There will always be pupils who try to use new technology to create shortcuts and avoid work, but teachers can do what they have always done to detect disingenuous behaviour. Our analysis shows just copying and pasting the questions will not do, some level of interpretation and careful checking of answers is needed to make ChatGPT effective for maths. Any user trying to use it with minimal effort will find ChatGPT unable to provide the answers they are looking for.

ChatGPT just does not behave like a real student, such as when we inputted a better value question in figure 6. Here, ChatGPT started relatively well, describing a long-way-around (but correct) method to compare prices by working out the price per litre for each differently priced tin. ChatGPT completed the difficult bit, carrying out all four calculations correctly. Then everything went wrong as ChatGPT failed to select which of the four prices is the lowest, identifying the second highest price as the “cheapest” due to a relatively simple misunderstanding of multiplying the price per litre instead of the price per tin. To really hammer the point home, ChatGPT then, completely unprompted, suggested a second, alternative, completely wrong answer.

Although ChatGPT’s initial method was correct, it is not the most efficient method. While in better value questions like this it can often be useful to reduce each option to one unit, you then must do a further multiplication to find the final answer. This question, however, is designed with the 4 tin sizes (1, 1.5, 2 and 3) all as factors of the final quantity required (6), so it could be answered with just one multiplication step instead. Perhaps there is a nuanced difference between a human interaction with a question and artificial intelligence, and prior experience might naturally assist the human to choose a more efficient method. 

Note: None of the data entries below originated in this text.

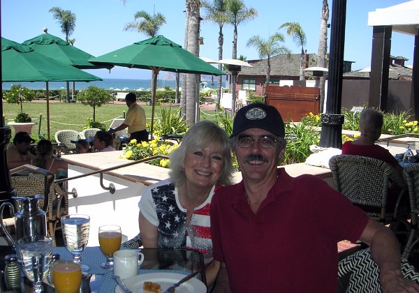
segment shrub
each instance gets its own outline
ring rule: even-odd
[[[131,140],[124,151],[124,158],[138,160],[156,155],[168,156],[177,148],[177,144],[171,144],[168,140],[161,140],[156,137],[149,142],[137,143],[137,140]],[[156,159],[147,162],[148,164],[165,168],[170,167],[168,159]]]
[[[14,119],[16,123],[29,123],[32,122],[32,119],[31,119],[29,114],[27,113],[19,113]]]
[[[181,108],[172,105],[160,107],[160,118],[156,120],[156,134],[183,134],[186,132],[186,122],[180,115]]]

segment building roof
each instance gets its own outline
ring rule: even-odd
[[[271,75],[299,76],[301,54],[281,54],[270,58]],[[247,61],[253,67],[242,67],[240,75],[266,75],[267,59]],[[315,66],[317,55],[309,54],[309,66]]]
[[[371,68],[370,68],[371,70]],[[392,63],[390,65],[388,71],[388,79],[389,80],[399,80],[400,77],[412,77],[413,69],[409,67],[402,66],[401,65]],[[348,80],[348,77],[355,78],[369,78],[369,71],[364,69],[359,70],[351,71],[348,73],[344,73],[344,78]]]

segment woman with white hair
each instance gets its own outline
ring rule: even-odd
[[[192,126],[170,155],[170,178],[150,186],[138,204],[144,248],[200,251],[212,284],[219,268],[212,262],[211,200],[217,186],[231,183],[233,170],[224,130],[210,121]]]

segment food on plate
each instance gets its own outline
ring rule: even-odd
[[[161,292],[161,286],[159,284],[153,282],[144,282],[142,290],[145,292],[160,293]]]

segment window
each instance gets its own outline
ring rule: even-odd
[[[256,78],[244,78],[242,81],[242,89],[249,89],[250,91],[256,90]]]
[[[266,78],[263,79],[263,84],[266,84]],[[279,78],[270,78],[269,79],[270,84],[279,84]]]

Again, ChatGPT took a different approach than the average human likely would with the problem solving question in figure 7, though this time it found the correct answer. ChatGPT’s method was perfectly valid, but many students would find it simpler to repeatedly subtract 32 from 146 until you reach a number less than 32.

If you enter the same question or prompt twice, ChatGPT is not deterministic, either. You will almost always be greeted with different responses. Figure 8 shows 2 separate responses given to the same question. On the first attempt ChatGPT used the correct method for finding the mean from a grouped frequency table, but it failed at the penultimate stage by calculating 21 + 108 + 289 + 264 = 672 (instead of 682).

On the second attempt it used a similar and correct, albeit slightly more complicated method, by adding one step when finding the midpoint of each range. This time, though, all of ChatGPT’s calculations were correct. Interestingly, on this attempt it also picked up that the question was in pounds, not dollars. This adds yet another layer of unreliability for students looking for shortcuts to obtain answers, but this would make for an interesting discussion point in a lesson.

On a macro level ChatGPT behaves differently to a human student too. Most maths homework tasks contain at least half a dozen questions, often of varying topics or graded in difficulty. The majority of teachers have an innate sense, developed through years of practice and experience, of which questions students should be able to tackle easily and which are more difficult. When faced with a set of answers generated by ChatGPT, teachers will recognise the inconsistencies that we have highlighted and something will ring an alarm bell that this is not quite right.

We hope in this blog we have demonstrated that ChatGPT can be useful to students purely wishing to extract answers in some cases, but not others where students will actually need to demonstrate a clear understanding of the question before they can use it as a tool to answer their homework for them. In part two we will look at how teachers can make the best use of ChatGPT as a resource in the classroom.